In the scene I remember best, Tony lay bleeding on the floor of the cave where they’d built a ramp to skate. All the ramps they skated had these cool names: one in the sewers was called Ratwall and the one in an ocean-front cave (a la The Lost Boys) was called Angel’s Lair.
I’m not sure how my 7th grade novelist thought they lit that cave. Torches maybe? Candles? Or some sunlight falling through openings in the ceiling?
Anyway there was a giant half pipe and Brian and his Crew used to skate there. Tony had gone down inside and confronted Kevin, a friend with a bad drug habit who had betrayed the Crew. Kevin stabbed him.
Brian found Tony, bleeding, tried to patch him up, realized he couldn’t get him out, and finally held him, weeping, while he died.
I wrote that scene a dozen times. Best friends in their final moments together. Betrayal. Violence. Devastation. Loss.
What did my seventh-grade novelist self know about such things? Only what she’d read, seen in movies, and imagined.
Imagined.
For the duration of the year we lived in Aptos, California, I imagined what it would be like to have a group of really cool skateboarder friends. Brian would lead them of course, with Tony as his best mate, Jason and Joel as identical twins, and Kevin, the Judas among them.
All those days in the window seat of the house in Aptos, scribbling in pencil into spiral notebooks imagining the day I’d be a novelist. My name on the cover of a book. My characters walking around in people’s heads. Thirteen-year-old me building the foundation of my ambition. A dream.
And this year, it’s been realized.
I have a book. It’s not Tony bleeding in a skate ramp cave, but it is Tony bleeding, dying, and Brian’s loss. His regret. His shame.

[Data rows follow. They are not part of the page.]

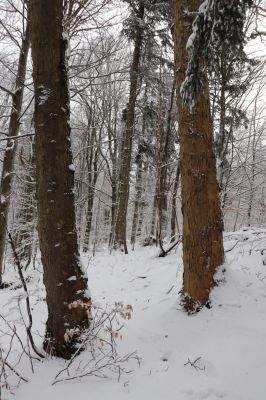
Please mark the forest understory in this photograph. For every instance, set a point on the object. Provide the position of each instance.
(218, 353)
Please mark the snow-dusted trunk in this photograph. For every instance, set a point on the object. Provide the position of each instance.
(202, 219)
(66, 286)
(11, 147)
(124, 173)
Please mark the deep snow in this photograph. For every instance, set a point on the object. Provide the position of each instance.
(228, 340)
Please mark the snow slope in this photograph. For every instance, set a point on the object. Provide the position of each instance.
(225, 344)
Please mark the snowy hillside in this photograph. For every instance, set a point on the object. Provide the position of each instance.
(218, 353)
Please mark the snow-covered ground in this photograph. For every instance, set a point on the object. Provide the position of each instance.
(219, 353)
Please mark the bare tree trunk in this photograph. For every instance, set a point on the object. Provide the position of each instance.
(138, 194)
(202, 219)
(173, 212)
(11, 147)
(124, 173)
(66, 286)
(92, 165)
(26, 210)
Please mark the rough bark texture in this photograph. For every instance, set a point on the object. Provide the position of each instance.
(124, 173)
(11, 147)
(202, 220)
(66, 286)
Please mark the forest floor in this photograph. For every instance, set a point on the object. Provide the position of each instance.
(219, 353)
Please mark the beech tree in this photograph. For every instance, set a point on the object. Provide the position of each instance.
(66, 285)
(202, 220)
(11, 146)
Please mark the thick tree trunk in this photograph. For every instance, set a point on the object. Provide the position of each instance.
(26, 210)
(11, 147)
(66, 286)
(124, 173)
(202, 219)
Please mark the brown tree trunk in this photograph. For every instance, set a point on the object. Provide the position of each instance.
(11, 147)
(202, 219)
(124, 173)
(66, 286)
(92, 165)
(26, 210)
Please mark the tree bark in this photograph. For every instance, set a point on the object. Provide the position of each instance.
(202, 219)
(66, 286)
(124, 173)
(173, 211)
(138, 194)
(11, 147)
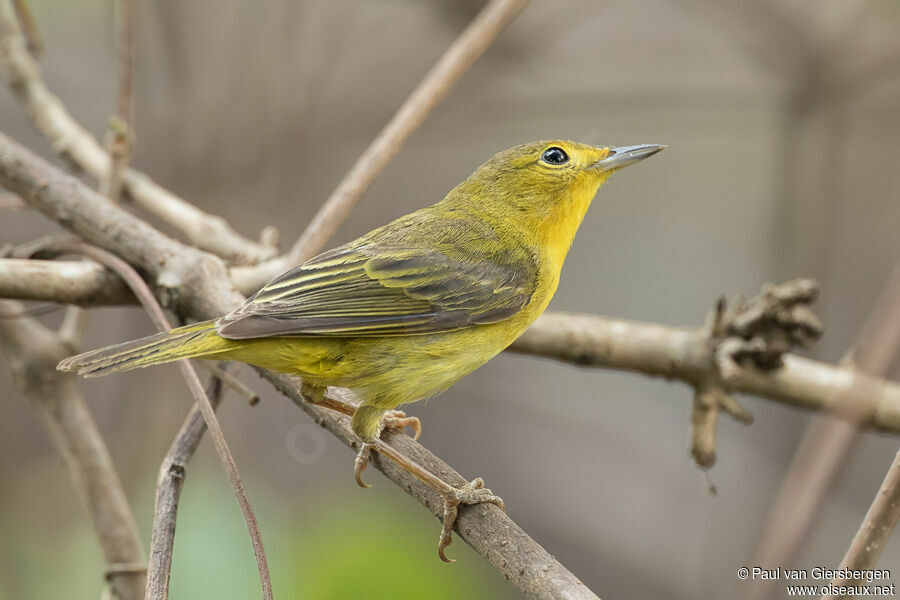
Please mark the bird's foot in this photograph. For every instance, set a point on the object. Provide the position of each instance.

It’s a hard book to read, I’m told, because it’s so sad. And yet I don’t feel sad by it. I’m glad to have released it. Freed it. Freed them all to breathe among the readers like feathery seeds of dandelions adrift on the breeze.

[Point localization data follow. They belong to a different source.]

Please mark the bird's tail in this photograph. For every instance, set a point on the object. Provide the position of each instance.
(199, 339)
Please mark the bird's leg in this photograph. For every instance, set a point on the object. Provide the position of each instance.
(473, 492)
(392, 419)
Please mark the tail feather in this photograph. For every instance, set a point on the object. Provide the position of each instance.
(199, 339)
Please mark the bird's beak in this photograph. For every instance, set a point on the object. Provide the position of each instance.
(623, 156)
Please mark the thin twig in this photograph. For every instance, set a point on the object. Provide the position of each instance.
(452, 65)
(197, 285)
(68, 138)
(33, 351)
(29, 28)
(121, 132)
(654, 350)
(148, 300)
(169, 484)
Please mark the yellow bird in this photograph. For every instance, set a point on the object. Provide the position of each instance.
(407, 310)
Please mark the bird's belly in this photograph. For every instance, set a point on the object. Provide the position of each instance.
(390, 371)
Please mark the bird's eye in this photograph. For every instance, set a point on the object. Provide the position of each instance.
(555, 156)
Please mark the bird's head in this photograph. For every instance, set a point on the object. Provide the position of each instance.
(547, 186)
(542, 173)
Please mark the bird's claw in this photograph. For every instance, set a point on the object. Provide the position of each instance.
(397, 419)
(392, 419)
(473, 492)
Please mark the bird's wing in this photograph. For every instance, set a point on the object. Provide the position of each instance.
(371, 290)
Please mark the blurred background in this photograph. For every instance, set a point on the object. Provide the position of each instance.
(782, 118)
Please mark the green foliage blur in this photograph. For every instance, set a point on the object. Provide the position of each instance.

In freeing them, I also feel free. And nervous (will they like it?). And proud (look what I made!). And relieved. This thing I’ve been working at, this thing I thought one day I’d do, I did it.
Here’s the link to the book’s site. And where you can buy it on Amazon. And the Launch Day event on Facebook. There will be giveaways and behind-the-scenes and merriment and Q&As and suchness. Find me on Instagram for videos. Check out the trailer here.
More than anything, though, even if you never buy my book, find that dream you had that time and figure out how to make it happen. Because there’s a fulfillment beyond comparison in doing so.